The fathers, grandfathers, uncles, cousins, and older boys were all part of this grand design.  They would take the young initiates into the mountains or the forest or the jungle or the desert and teach them the ways of the tribe.  The boys would be steeped in the mythology of the culture, listening to the stories of their collective past.  The men would teach the boys how to use the tools and weapons that were vital to the survival of the tribe.  They would learn about the animals and the plants…how to hunt, how to listen and learn from the natural environment.  They would teach them the songs, the technologies, and the ways of men.  They would teach them about women, about men’s and women’s bodies, and how to treat women and children.  The boys were asked to perform some kind of heroic deed, and their survival was not always guaranteed.  They would feel pain and great discomfort.  Each boy would be left alone at night and have to fight for his survival.  He would often come face to face with his own animal spirit.  When he returned, all the men would celebrate.  It was weeks, months, or maybe even a year that the boy did not see a female.  Upon his return, the mothers would grieve the loss of the boy and welcome the return of the man.  Each young man would know his rightful place in the tribe.

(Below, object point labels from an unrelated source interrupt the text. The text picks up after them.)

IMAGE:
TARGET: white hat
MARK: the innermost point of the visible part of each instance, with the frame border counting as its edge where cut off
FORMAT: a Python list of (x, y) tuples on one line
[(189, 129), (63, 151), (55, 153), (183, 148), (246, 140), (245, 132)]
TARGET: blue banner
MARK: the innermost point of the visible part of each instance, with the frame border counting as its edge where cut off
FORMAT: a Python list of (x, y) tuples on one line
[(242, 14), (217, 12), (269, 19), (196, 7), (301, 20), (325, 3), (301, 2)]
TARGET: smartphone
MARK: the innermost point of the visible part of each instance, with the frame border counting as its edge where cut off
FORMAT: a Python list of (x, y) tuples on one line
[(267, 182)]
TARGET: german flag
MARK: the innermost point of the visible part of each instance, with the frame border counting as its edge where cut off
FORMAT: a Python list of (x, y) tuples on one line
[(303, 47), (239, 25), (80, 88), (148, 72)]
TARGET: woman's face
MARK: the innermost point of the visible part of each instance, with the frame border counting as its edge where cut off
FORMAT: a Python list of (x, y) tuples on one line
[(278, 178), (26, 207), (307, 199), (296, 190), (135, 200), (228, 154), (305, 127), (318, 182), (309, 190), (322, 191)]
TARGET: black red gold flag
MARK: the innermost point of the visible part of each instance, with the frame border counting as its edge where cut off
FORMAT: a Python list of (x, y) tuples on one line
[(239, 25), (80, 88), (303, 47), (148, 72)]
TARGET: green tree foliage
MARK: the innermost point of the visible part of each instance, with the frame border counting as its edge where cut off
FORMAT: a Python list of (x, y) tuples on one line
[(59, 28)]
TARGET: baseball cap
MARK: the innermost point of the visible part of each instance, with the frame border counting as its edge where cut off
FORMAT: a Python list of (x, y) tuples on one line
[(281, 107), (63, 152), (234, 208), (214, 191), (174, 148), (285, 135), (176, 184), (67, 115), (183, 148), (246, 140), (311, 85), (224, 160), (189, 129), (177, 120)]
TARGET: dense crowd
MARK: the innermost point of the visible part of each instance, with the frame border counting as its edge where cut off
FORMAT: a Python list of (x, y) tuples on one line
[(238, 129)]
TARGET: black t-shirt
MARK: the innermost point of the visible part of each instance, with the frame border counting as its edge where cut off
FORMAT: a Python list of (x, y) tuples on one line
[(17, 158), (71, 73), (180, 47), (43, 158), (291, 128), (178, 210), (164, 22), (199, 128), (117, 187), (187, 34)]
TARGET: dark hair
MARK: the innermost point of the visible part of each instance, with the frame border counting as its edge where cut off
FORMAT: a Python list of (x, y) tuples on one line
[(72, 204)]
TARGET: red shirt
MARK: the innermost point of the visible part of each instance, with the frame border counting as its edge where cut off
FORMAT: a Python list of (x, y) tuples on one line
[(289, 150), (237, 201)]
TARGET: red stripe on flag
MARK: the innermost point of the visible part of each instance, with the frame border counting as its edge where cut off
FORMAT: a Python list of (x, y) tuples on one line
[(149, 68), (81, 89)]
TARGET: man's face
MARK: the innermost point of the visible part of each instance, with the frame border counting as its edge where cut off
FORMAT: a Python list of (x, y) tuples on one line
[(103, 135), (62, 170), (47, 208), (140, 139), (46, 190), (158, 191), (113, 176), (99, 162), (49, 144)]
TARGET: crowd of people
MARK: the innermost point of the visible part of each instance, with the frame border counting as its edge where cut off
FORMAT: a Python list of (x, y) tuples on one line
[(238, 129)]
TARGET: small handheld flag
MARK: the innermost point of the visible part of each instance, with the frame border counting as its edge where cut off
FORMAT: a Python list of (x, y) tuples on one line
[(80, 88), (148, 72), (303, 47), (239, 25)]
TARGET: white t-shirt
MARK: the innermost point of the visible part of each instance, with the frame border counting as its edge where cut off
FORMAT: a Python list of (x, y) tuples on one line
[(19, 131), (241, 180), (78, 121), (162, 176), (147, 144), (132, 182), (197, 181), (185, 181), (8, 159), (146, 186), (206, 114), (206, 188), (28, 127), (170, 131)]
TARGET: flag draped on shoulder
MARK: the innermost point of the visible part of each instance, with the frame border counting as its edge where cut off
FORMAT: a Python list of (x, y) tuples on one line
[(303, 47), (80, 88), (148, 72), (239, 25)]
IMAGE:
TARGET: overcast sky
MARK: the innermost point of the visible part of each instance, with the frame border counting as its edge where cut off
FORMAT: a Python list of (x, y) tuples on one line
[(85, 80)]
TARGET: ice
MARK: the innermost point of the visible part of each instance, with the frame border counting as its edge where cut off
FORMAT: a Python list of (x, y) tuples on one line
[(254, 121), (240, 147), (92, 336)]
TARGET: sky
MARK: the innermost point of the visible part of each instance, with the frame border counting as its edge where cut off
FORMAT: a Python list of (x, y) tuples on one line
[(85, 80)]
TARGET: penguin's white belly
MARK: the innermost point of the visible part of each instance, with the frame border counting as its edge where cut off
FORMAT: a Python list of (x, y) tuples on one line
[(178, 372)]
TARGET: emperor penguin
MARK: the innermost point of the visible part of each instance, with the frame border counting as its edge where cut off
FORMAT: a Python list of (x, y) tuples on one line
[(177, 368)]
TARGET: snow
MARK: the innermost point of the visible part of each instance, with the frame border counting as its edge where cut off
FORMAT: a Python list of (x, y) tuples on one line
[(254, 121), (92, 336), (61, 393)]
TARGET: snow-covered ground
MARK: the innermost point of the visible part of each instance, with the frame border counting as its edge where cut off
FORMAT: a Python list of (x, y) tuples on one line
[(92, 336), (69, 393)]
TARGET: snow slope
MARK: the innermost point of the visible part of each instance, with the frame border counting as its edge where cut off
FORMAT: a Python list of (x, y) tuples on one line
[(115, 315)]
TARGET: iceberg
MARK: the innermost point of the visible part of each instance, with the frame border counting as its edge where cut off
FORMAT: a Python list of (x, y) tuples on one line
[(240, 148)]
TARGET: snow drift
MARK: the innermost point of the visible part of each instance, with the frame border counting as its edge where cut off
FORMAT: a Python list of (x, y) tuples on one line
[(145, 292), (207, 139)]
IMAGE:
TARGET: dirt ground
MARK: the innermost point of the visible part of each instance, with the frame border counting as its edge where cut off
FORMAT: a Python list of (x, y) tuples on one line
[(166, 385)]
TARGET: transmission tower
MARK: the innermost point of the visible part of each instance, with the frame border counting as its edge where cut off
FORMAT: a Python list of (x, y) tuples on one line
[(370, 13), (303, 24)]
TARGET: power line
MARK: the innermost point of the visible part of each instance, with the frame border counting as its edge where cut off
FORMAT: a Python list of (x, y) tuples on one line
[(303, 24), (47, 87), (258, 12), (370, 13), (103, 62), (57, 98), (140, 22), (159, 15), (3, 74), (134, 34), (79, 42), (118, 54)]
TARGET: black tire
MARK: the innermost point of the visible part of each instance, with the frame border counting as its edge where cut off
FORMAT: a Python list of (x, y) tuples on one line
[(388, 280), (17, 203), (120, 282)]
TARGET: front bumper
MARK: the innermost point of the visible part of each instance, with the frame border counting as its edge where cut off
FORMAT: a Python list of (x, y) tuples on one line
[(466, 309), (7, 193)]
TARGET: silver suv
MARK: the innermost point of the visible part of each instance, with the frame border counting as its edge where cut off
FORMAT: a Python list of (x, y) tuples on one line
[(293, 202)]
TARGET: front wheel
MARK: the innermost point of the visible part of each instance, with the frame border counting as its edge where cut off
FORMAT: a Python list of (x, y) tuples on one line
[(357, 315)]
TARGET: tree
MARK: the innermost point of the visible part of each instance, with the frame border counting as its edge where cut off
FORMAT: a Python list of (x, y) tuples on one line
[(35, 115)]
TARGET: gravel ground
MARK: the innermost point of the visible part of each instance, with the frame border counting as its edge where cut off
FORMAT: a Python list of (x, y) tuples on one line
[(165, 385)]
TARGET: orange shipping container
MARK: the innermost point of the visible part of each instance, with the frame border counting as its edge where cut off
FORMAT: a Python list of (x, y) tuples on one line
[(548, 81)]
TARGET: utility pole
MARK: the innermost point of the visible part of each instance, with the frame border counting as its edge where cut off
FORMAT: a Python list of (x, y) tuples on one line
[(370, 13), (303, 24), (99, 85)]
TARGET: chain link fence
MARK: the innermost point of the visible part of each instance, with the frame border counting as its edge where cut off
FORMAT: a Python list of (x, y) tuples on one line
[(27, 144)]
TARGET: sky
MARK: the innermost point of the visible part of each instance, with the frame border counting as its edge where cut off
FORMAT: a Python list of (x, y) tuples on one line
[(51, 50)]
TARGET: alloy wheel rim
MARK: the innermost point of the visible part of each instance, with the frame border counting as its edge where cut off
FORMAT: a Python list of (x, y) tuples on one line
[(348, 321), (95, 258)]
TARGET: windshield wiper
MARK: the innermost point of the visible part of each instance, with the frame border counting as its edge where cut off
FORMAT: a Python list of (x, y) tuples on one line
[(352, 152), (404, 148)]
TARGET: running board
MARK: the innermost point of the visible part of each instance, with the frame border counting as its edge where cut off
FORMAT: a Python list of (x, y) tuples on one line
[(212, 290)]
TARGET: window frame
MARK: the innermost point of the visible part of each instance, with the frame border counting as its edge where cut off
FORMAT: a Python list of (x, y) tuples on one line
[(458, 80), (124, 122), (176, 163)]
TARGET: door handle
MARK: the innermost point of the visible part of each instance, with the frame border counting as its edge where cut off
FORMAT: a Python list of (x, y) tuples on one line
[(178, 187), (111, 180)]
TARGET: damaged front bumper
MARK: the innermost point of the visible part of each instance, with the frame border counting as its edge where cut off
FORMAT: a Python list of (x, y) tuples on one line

Over the years, with the development of modern and post-modern culture, men have lost this essential rite of passage.  Boys grow up without the active involvement of older men.  Fathers spend very little time with their sons, and even when they do, there is no real transmission of ancient wisdom and soulful material.  The father himself is lost, for he was not initiated either.  A man cannot teach what he has not himself learned, and so we have lost boys seeding lost boys.  Men pay a dear price for this loss, the sons pay the price, and it continues over the generations.  And the sad thing is, most men don’t even know it.